Letter
気候科学:最終氷期極大期から完新世までの温度変動の減少の全球分布
Nature 554, 7692 doi: 10.1038/nature25454
気候変動の変化は、社会が取り組む上で、平均的な気候の変化と同じくらい重要である。最終氷期極大期と完新世の温度変動の対比からは、気候の平均的な状態とその変動の関係に関する知見が得られる。しかし、氷期–間氷期の変動の変化は、グリーンランドについては定量化されているが、全球的な描像はまだ得られていない。本論文では、海洋と陸上の温度の代理指標のネットワークを用いて、最終氷期極大期(約2万1000年前)から完新世(この1万1500年間)にかけて気候が3~8°C温暖化するにつれて、全球の温度変動が4分の1に低下したことを示す。

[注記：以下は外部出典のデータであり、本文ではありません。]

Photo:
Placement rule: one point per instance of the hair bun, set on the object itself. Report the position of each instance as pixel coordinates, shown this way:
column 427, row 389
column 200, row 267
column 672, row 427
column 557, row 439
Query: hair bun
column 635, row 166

この変動の低下には明瞭な帯状のパターンがあり、熱帯域ではあまり変化せず(わずか1.6~2.8分の1)、両半球の中緯度域では変化がより大きかった(3.3~14分の1)。対照的に、グリーンランドの氷床コアの記録は、温度変動が73分の1に低下したことを示しており、グリーンランドでは、局地的な温度を上回る影響があること、あるいは気温変動と全球表面の温度変動が無関係であることが示唆される。こうした変動の低下の全体的なパターンは南北温度勾配の変化によって説明でき、この機構では温暖化した将来において温度変動がさらに低下することが示されている。